The recently passed California budget assumed $4 billion in increased revenues. Without that additional income, the budget will not be balanced. Draconian cuts will then ensue, and will hit education hard.
The estimates in revenue increases were apparently due to the expectation that high income individuals, especially in tech, will be making substantially more, and thus paying more in taxes. While there has been a burst of IPOs in Silicon Valley recently, which has created instant mega-millionaires, it’s difficult to see how this could lead to sustained and reliable income for the state.
Early last Friday morning, financial sites and blogs were buzzing about how the jobs report was surely going to exceed expectations, and that this would be proof that recovery was at hand. But instead, the jobs report was beyond dismal. Only 18,000 net jobs were created in June, far less than the 150,000 that analysts were expecting. Spring was expected to be just a temporary slump, with numbers rebounding in the summer. Instead, the opposite happened. The numbers got worse.

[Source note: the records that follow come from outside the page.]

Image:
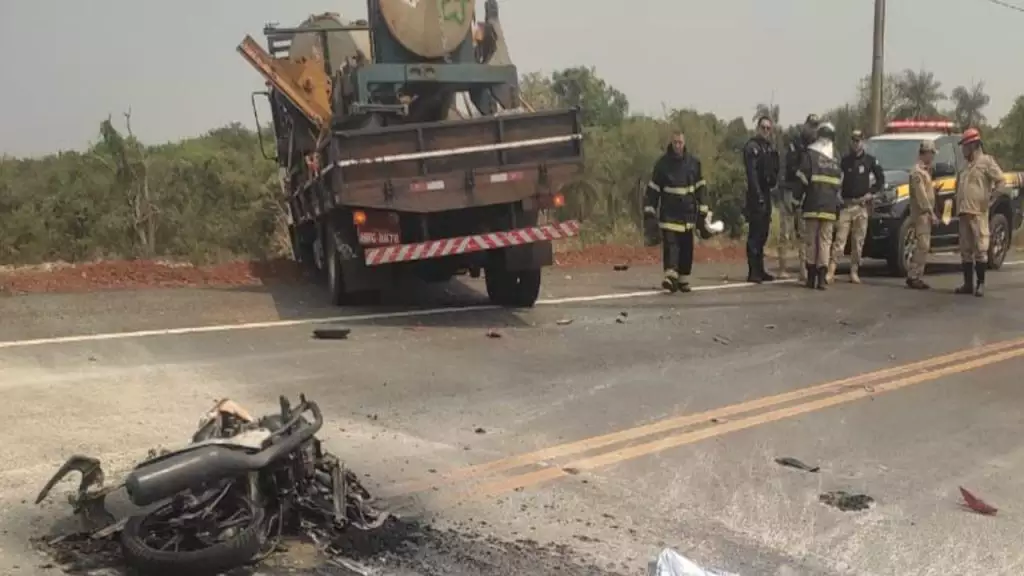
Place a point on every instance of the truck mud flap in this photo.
(476, 243)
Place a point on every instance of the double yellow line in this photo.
(714, 422)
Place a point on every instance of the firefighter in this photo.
(858, 192)
(922, 214)
(791, 222)
(974, 183)
(761, 160)
(676, 195)
(819, 196)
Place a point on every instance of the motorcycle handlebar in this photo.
(156, 481)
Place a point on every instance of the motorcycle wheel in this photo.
(162, 543)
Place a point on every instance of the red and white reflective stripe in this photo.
(935, 124)
(467, 244)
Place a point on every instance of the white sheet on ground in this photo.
(671, 563)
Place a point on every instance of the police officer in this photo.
(922, 214)
(858, 167)
(761, 160)
(974, 183)
(791, 222)
(819, 196)
(676, 195)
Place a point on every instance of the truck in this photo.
(890, 235)
(404, 150)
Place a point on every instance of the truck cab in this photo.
(889, 233)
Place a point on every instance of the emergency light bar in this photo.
(920, 125)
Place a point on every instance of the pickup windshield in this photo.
(894, 155)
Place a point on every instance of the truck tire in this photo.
(998, 241)
(901, 249)
(333, 272)
(512, 289)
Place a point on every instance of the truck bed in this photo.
(453, 164)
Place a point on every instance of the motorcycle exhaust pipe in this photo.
(162, 479)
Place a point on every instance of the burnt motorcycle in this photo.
(227, 498)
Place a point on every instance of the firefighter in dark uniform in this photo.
(676, 195)
(761, 160)
(791, 222)
(821, 177)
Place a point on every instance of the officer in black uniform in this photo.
(676, 195)
(761, 160)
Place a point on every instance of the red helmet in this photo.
(971, 135)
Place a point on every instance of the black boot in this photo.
(979, 270)
(812, 274)
(764, 273)
(753, 272)
(968, 287)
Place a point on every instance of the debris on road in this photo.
(227, 498)
(671, 563)
(977, 504)
(846, 501)
(332, 333)
(796, 463)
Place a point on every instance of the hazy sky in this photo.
(68, 64)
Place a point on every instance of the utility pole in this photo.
(878, 71)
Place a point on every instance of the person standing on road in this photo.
(791, 222)
(974, 186)
(761, 160)
(858, 192)
(922, 214)
(819, 196)
(676, 195)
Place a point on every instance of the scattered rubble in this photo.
(977, 504)
(796, 463)
(846, 501)
(332, 333)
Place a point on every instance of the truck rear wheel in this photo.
(513, 289)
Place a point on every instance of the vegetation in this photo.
(215, 197)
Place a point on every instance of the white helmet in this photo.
(826, 130)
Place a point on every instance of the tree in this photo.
(601, 105)
(969, 104)
(919, 94)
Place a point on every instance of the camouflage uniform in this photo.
(974, 184)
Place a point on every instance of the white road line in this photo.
(356, 318)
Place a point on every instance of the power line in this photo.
(1007, 5)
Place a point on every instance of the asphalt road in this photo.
(608, 419)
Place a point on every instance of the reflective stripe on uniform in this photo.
(673, 227)
(681, 191)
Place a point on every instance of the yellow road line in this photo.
(669, 424)
(522, 481)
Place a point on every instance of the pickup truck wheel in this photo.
(998, 241)
(513, 289)
(902, 249)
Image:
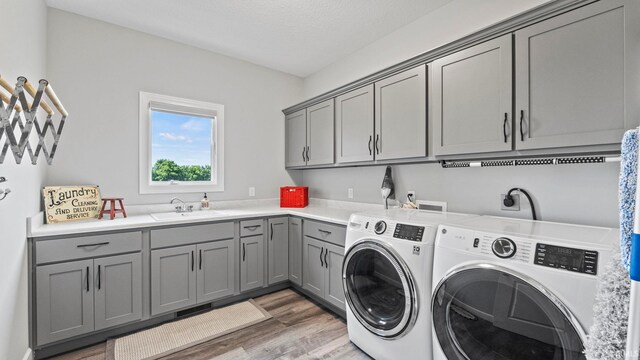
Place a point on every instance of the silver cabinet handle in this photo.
(94, 244)
(521, 126)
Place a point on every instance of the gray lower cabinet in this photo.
(173, 279)
(320, 133)
(401, 115)
(313, 263)
(334, 291)
(296, 139)
(471, 99)
(251, 262)
(278, 249)
(571, 85)
(216, 267)
(354, 125)
(295, 250)
(64, 300)
(323, 271)
(117, 290)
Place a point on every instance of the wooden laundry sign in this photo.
(71, 203)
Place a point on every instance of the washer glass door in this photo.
(379, 289)
(493, 313)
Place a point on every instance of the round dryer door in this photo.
(379, 289)
(490, 312)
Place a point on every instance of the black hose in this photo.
(523, 191)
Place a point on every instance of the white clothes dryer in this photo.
(387, 280)
(515, 289)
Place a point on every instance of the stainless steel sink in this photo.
(187, 215)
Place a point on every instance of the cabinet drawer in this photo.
(251, 227)
(87, 246)
(330, 233)
(190, 234)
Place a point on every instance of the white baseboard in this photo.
(28, 355)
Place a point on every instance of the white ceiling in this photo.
(299, 37)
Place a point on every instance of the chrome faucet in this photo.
(183, 207)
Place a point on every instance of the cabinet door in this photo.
(278, 249)
(173, 279)
(334, 291)
(313, 266)
(215, 275)
(296, 138)
(295, 251)
(401, 115)
(472, 99)
(64, 300)
(118, 290)
(320, 133)
(251, 262)
(354, 125)
(570, 78)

This from the edd.ca.gov (7/12/11 9:00 am): “Updated: Number of individuals who have run out of benefits is now over 469,000.” These are folks in California who have used up the maximum 99 weeks of benefits without finding work. (This Sunday, I will join that group.) Many of these people have no other source of income and are in a desperate financial state. The same site offers them this advice: “Unemployed individuals may be eligible for assistance to meet basic needs as well as other services such as health care, counseling, employment and training assistance.” This has got to be a tremendous drag on the state’s economy.